Una voglia che è riemersa una volta di più e in modo prepotente dopo l’affossamento del ddl Zan in Senato e i vergognosi festeggiamenti che hanno indignato e portato in piazza decine di migliaia di giovani in diverse città. Queste piazze parlano chiaro e sono solo l’inizio. La manifestazione nazionale del 27 novembre per la giornata internazionale contro la violenza sulle donne è la prossima occasione in cui riversare questa rabbia e rilanciare il movimento per i diritti.

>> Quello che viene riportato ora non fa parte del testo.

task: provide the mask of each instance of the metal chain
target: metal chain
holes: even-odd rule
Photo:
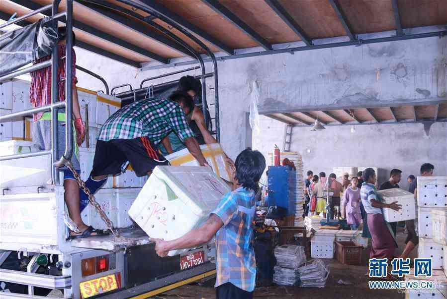
[[[90,203],[91,203],[92,205],[94,207],[94,208],[96,209],[98,214],[99,214],[99,216],[101,217],[101,219],[102,219],[105,223],[106,225],[107,225],[107,229],[110,230],[112,234],[113,234],[116,238],[118,238],[121,237],[121,236],[116,229],[113,228],[113,223],[109,219],[108,217],[107,217],[107,215],[105,215],[105,213],[104,213],[102,210],[102,209],[101,208],[99,204],[96,202],[94,198],[94,195],[90,193],[90,190],[89,189],[89,188],[86,186],[85,182],[81,179],[81,177],[79,176],[78,172],[75,170],[72,163],[69,161],[67,161],[65,162],[65,164],[67,168],[73,173],[73,176],[75,177],[75,179],[78,181],[78,184],[79,185],[79,187],[81,190],[84,191],[87,195],[88,195],[89,200],[90,201]]]

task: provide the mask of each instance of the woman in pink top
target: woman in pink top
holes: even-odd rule
[[[348,224],[352,230],[356,230],[360,225],[361,214],[360,212],[360,188],[357,187],[358,179],[354,177],[351,179],[351,185],[345,191],[343,204],[346,209]]]

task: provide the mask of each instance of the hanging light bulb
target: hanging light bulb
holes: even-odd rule
[[[317,111],[317,120],[315,120],[315,123],[312,126],[310,130],[321,131],[325,129],[326,129],[326,128],[321,124],[321,122],[320,122],[320,120],[318,119],[318,112]]]

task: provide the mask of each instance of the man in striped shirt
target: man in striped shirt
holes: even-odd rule
[[[184,142],[200,166],[207,166],[185,116],[193,109],[191,97],[179,91],[173,93],[169,99],[139,101],[114,113],[99,132],[93,168],[86,181],[90,191],[94,193],[105,182],[108,176],[120,174],[128,161],[138,177],[150,176],[158,165],[169,165],[168,160],[159,153],[158,145],[171,131]],[[82,190],[80,190],[80,197],[82,211],[89,204],[89,198]],[[75,211],[70,211],[70,215],[74,213]],[[90,226],[77,234],[72,234],[72,238],[97,234]]]

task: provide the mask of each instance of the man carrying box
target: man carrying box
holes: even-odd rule
[[[266,160],[257,151],[242,151],[232,168],[233,191],[225,194],[208,220],[177,239],[153,239],[161,257],[169,251],[196,247],[215,235],[217,269],[215,286],[218,299],[253,298],[256,277],[253,248],[255,192],[266,168]]]
[[[207,166],[194,133],[185,115],[194,109],[191,97],[178,91],[170,99],[150,98],[127,105],[112,115],[99,132],[95,149],[93,168],[86,186],[91,194],[102,186],[108,176],[122,172],[127,161],[138,177],[151,175],[158,165],[169,162],[158,152],[160,141],[173,131],[186,144],[189,152],[201,166]],[[79,208],[70,210],[71,217],[81,219],[80,211],[88,204],[89,198],[80,189]],[[74,216],[74,217],[73,217]],[[88,227],[82,220],[77,223],[79,232],[73,232],[71,239],[97,236],[101,232]]]

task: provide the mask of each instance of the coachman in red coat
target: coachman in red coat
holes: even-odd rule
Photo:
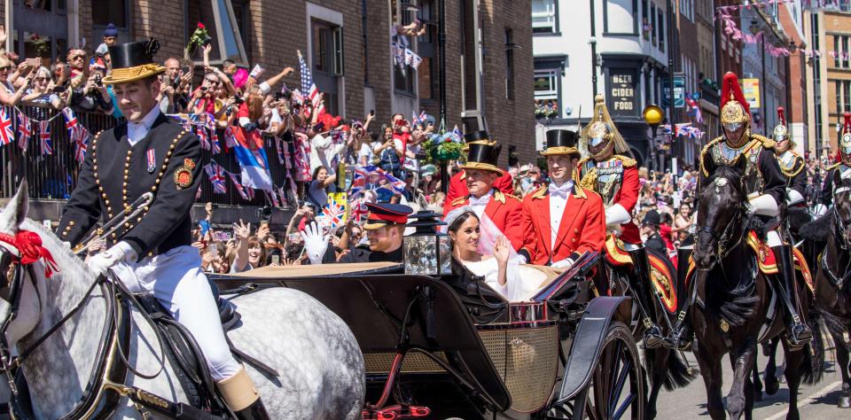
[[[501,146],[491,142],[487,131],[466,136],[467,161],[465,169],[465,189],[467,193],[452,200],[447,198],[443,215],[450,211],[469,206],[480,218],[487,216],[511,242],[515,251],[523,245],[524,230],[520,224],[520,200],[495,187],[496,180],[504,175],[497,166]],[[511,176],[509,175],[509,178]]]

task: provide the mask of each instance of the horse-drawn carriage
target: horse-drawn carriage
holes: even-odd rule
[[[450,276],[401,264],[268,268],[213,277],[223,293],[284,286],[340,315],[363,354],[364,418],[642,418],[644,377],[631,302],[597,297],[599,255],[547,270],[508,302],[453,261]]]

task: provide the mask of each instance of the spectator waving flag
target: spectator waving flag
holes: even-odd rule
[[[239,180],[237,179],[236,175],[228,172],[228,175],[230,176],[230,182],[233,183],[233,188],[237,189],[237,192],[239,193],[239,197],[242,197],[242,199],[249,199],[248,193],[246,192],[246,189],[239,183]]]
[[[12,128],[12,116],[9,108],[4,106],[0,110],[0,145],[6,145],[15,141],[15,130]]]
[[[38,143],[42,149],[42,154],[53,154],[50,121],[38,121]]]
[[[306,92],[310,103],[313,104],[313,110],[318,114],[324,111],[324,105],[322,104],[322,95],[316,89],[316,84],[313,82],[313,76],[310,75],[310,67],[301,57],[301,51],[299,51],[299,71],[301,73],[301,91]]]
[[[204,167],[204,170],[210,178],[210,183],[213,184],[213,192],[216,194],[228,192],[227,186],[224,183],[225,170],[221,165],[211,161]]]
[[[29,123],[29,118],[23,113],[18,113],[18,146],[20,150],[27,150],[29,144],[29,139],[33,136],[33,128]]]

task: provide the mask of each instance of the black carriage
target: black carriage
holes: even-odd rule
[[[363,418],[643,418],[631,302],[597,296],[599,260],[539,268],[547,281],[526,302],[506,301],[457,261],[441,277],[363,263],[212,279],[223,293],[297,289],[340,315],[363,354]]]

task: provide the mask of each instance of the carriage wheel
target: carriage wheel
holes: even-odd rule
[[[588,385],[574,400],[550,407],[546,418],[642,420],[646,396],[639,363],[631,331],[613,322]]]

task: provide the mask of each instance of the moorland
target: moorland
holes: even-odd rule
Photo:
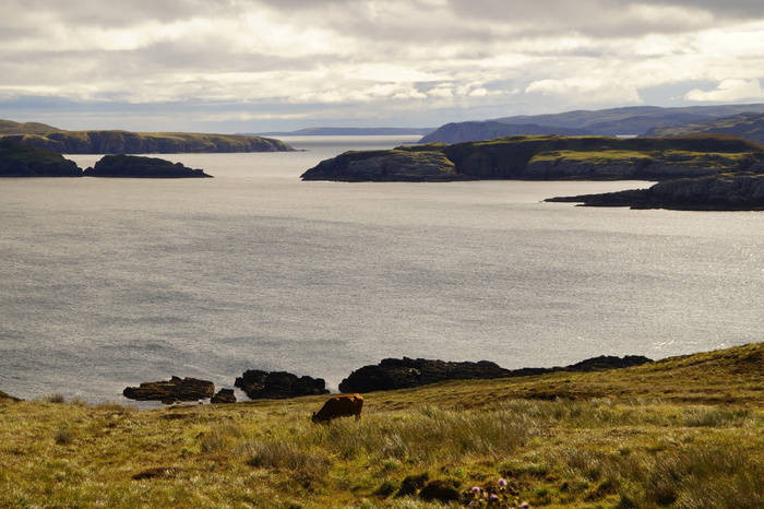
[[[0,506],[764,507],[764,343],[595,372],[141,411],[0,398]]]

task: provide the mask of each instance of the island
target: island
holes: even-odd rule
[[[517,135],[346,152],[303,180],[666,180],[764,171],[764,145],[725,134],[676,138]]]
[[[62,154],[181,154],[290,152],[280,140],[244,134],[131,132],[123,130],[67,131],[37,122],[0,120],[0,139]]]
[[[105,155],[94,167],[83,171],[85,177],[120,178],[211,178],[202,169],[188,168],[158,157],[140,155]]]
[[[764,175],[750,171],[665,180],[648,189],[557,197],[547,202],[684,211],[764,211]]]
[[[82,169],[56,152],[0,140],[0,177],[82,177]]]
[[[0,177],[211,178],[202,169],[139,155],[105,155],[84,171],[56,152],[0,140]]]

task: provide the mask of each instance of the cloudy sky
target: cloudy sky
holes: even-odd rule
[[[262,132],[764,102],[762,0],[2,0],[0,118]]]

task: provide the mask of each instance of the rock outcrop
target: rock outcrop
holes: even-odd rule
[[[471,180],[470,177],[458,174],[454,164],[443,153],[408,149],[346,152],[321,162],[302,174],[302,179],[349,182]]]
[[[61,154],[0,140],[0,177],[82,177],[82,169]]]
[[[422,141],[457,143],[479,139],[488,140],[509,134],[542,134],[541,132],[493,134],[493,131],[490,129],[480,129],[481,123],[513,126],[536,125],[550,130],[578,129],[608,137],[637,135],[656,126],[675,127],[688,123],[708,122],[718,117],[737,115],[745,111],[764,113],[764,104],[691,106],[680,108],[634,106],[599,110],[564,111],[550,115],[521,115],[497,118],[486,122],[457,122],[443,126],[435,130],[435,133],[439,133],[438,135],[434,133],[430,134],[422,139]],[[550,131],[548,133],[552,132],[556,134],[566,134],[566,132],[562,131]],[[484,135],[485,138],[477,138],[478,135]]]
[[[559,197],[546,201],[632,209],[762,211],[764,210],[764,175],[752,173],[709,175],[665,180],[648,189]]]
[[[285,400],[329,393],[323,378],[298,377],[286,371],[249,369],[234,382],[251,400]]]
[[[139,155],[105,155],[93,168],[83,173],[85,177],[121,178],[204,178],[212,177],[201,169],[192,169],[180,163]]]
[[[427,134],[419,140],[419,143],[462,143],[465,141],[534,134],[581,137],[593,134],[593,132],[586,129],[539,126],[537,123],[504,123],[490,120],[484,122],[452,122],[441,126],[434,132]]]
[[[339,383],[344,393],[410,389],[446,380],[526,377],[556,371],[596,371],[638,366],[652,362],[647,357],[600,356],[565,367],[505,369],[494,363],[453,363],[432,359],[386,358],[378,365],[363,366]]]
[[[665,180],[761,171],[764,145],[723,134],[677,138],[506,137],[347,152],[303,180]]]
[[[217,394],[213,395],[210,403],[236,403],[236,394],[234,389],[220,389]]]
[[[22,401],[19,398],[14,398],[11,394],[8,394],[7,392],[0,391],[0,403],[15,403],[17,401]]]
[[[63,154],[180,154],[294,150],[280,140],[244,134],[62,130],[40,133],[37,129],[34,132],[11,137],[15,141]]]
[[[122,391],[126,398],[138,401],[199,401],[215,394],[215,384],[198,378],[172,377],[167,381],[143,382],[139,387],[128,387]]]

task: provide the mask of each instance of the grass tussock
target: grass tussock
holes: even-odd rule
[[[0,507],[764,507],[764,375],[736,352],[371,393],[327,426],[322,398],[0,404]]]

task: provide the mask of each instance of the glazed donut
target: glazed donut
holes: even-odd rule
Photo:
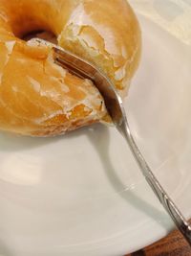
[[[24,40],[35,31],[102,69],[128,89],[140,56],[140,30],[126,0],[0,0],[0,129],[49,136],[104,120],[93,82],[58,66],[53,49]]]

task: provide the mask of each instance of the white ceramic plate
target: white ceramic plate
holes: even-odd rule
[[[126,104],[153,171],[191,216],[190,48],[140,16],[143,57]],[[0,134],[0,255],[123,255],[173,224],[114,128]]]

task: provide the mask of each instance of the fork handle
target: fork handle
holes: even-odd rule
[[[120,126],[117,126],[117,128],[126,139],[147,183],[150,185],[178,229],[181,232],[191,246],[191,226],[152,173],[131,134],[127,120],[124,120],[124,122],[122,122]]]

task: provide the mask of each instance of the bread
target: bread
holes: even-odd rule
[[[0,129],[65,133],[107,111],[92,81],[53,62],[53,50],[23,38],[47,31],[93,62],[125,95],[140,56],[140,30],[125,0],[0,0]]]

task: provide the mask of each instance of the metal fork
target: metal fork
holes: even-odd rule
[[[44,40],[37,40],[39,42],[46,43]],[[52,44],[52,46],[53,49],[53,58],[55,63],[68,69],[70,73],[79,78],[91,80],[99,90],[100,94],[103,96],[106,108],[113,120],[113,123],[129,145],[131,151],[139,166],[139,170],[146,178],[146,181],[159,199],[160,203],[163,205],[166,212],[169,214],[170,218],[175,222],[178,229],[181,232],[191,246],[191,226],[156,178],[137,146],[129,128],[122,100],[112,81],[98,67],[96,67],[81,58],[65,51],[56,45]]]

Le ingerenze di Santa Madre Chiesa nel negare diritti e proporre un modello femminile asservito resiliente e obbediente a padri e padroni, sono benzina sul fuoco. Se è vero che esiste un humus culturale intriso di maschilismo è altrettanto vero che questo “problema culturale” è prodotto e approfondito dagli attuali rapporti in questa società. Modificarli significa ribaltare e mettere in discussione il sistema stesso.

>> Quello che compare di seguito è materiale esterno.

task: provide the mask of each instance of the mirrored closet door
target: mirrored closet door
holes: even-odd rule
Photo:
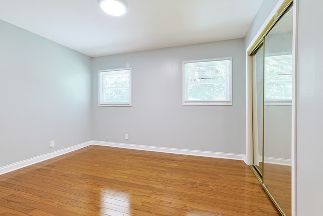
[[[293,6],[252,54],[253,170],[283,215],[291,215]]]

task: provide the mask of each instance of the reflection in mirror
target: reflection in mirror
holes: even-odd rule
[[[252,56],[252,115],[253,164],[262,175],[263,118],[263,45]]]
[[[291,215],[293,10],[264,38],[263,183]]]

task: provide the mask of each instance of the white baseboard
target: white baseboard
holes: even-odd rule
[[[171,154],[184,154],[187,155],[215,157],[218,158],[230,159],[238,160],[244,160],[245,157],[245,155],[239,154],[231,154],[222,152],[175,149],[173,148],[158,147],[156,146],[127,144],[119,143],[111,143],[110,142],[103,141],[93,141],[92,142],[93,145],[96,145],[98,146],[109,146],[112,147],[122,148],[125,149],[136,149],[144,151],[150,151],[158,152],[169,153]]]
[[[245,160],[245,155],[239,154],[231,154],[222,152],[215,152],[198,151],[189,149],[175,149],[172,148],[158,147],[156,146],[144,146],[141,145],[127,144],[124,143],[111,143],[110,142],[91,141],[79,145],[66,148],[48,154],[35,157],[27,160],[9,164],[0,167],[0,175],[6,174],[24,167],[34,164],[58,156],[80,149],[91,145],[109,146],[125,149],[135,149],[143,151],[150,151],[165,152],[171,154],[179,154],[187,155],[199,156],[201,157],[214,157],[218,158],[230,159],[232,160]]]
[[[34,164],[35,163],[39,163],[39,162],[43,161],[44,160],[48,160],[48,159],[52,158],[53,157],[57,157],[58,156],[86,147],[91,145],[92,145],[92,141],[87,142],[81,144],[76,145],[69,148],[56,151],[53,152],[45,154],[37,157],[33,157],[32,158],[28,159],[27,160],[23,160],[22,161],[3,166],[0,167],[0,175],[29,166],[30,165]]]
[[[262,156],[259,156],[259,161],[262,161]],[[292,165],[292,160],[290,159],[277,158],[276,157],[265,157],[263,160],[265,163],[273,164],[284,165],[286,166]]]

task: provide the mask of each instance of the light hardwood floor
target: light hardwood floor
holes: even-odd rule
[[[279,215],[243,161],[90,146],[0,176],[4,215]]]
[[[287,216],[292,216],[292,167],[265,163],[263,183]]]

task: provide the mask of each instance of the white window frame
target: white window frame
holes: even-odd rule
[[[124,87],[122,88],[129,89],[129,101],[128,103],[102,103],[102,99],[103,95],[103,91],[105,89],[103,88],[103,77],[104,73],[118,73],[118,71],[129,70],[129,87]],[[131,106],[131,68],[118,68],[111,70],[99,70],[98,73],[98,106],[118,106],[118,107],[130,107]]]
[[[228,91],[228,100],[211,100],[211,101],[190,101],[186,100],[187,93],[187,74],[185,71],[185,65],[190,63],[203,63],[210,61],[223,60],[230,61],[230,68],[227,73],[227,80],[226,81]],[[183,105],[232,105],[232,57],[221,58],[216,59],[202,59],[193,61],[184,61],[182,65],[182,104]]]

La rivendicazione centrale di questi anni contro la violenza non si è limitata alla sacrosanta difesa della incolumità. Non ci accontentiamo di non morire: vogliamo vivere e farlo degnamente! Vogliamo essere libere e conquistare un futuro senza violenza con la lotta! E’ su questa disponibilità alla mobilitazione per cambiare la società dalle sue fondamenta che è necessario costruire una lotta unitaria. Non è chi dirige questa società a braccetto con il Vaticano che deve decidere come dobbiamo vivere: la conquista dei nostri diritti non passa per il Parlamento. Come hanno fatto le donne cilene e argentine sull’aborto, ci riprenderemo i diritti lottando nelle scuole, nei luoghi di lavoro e nelle piazze, costruendo una società libera da ogni forma di oppressione con le nostre forze!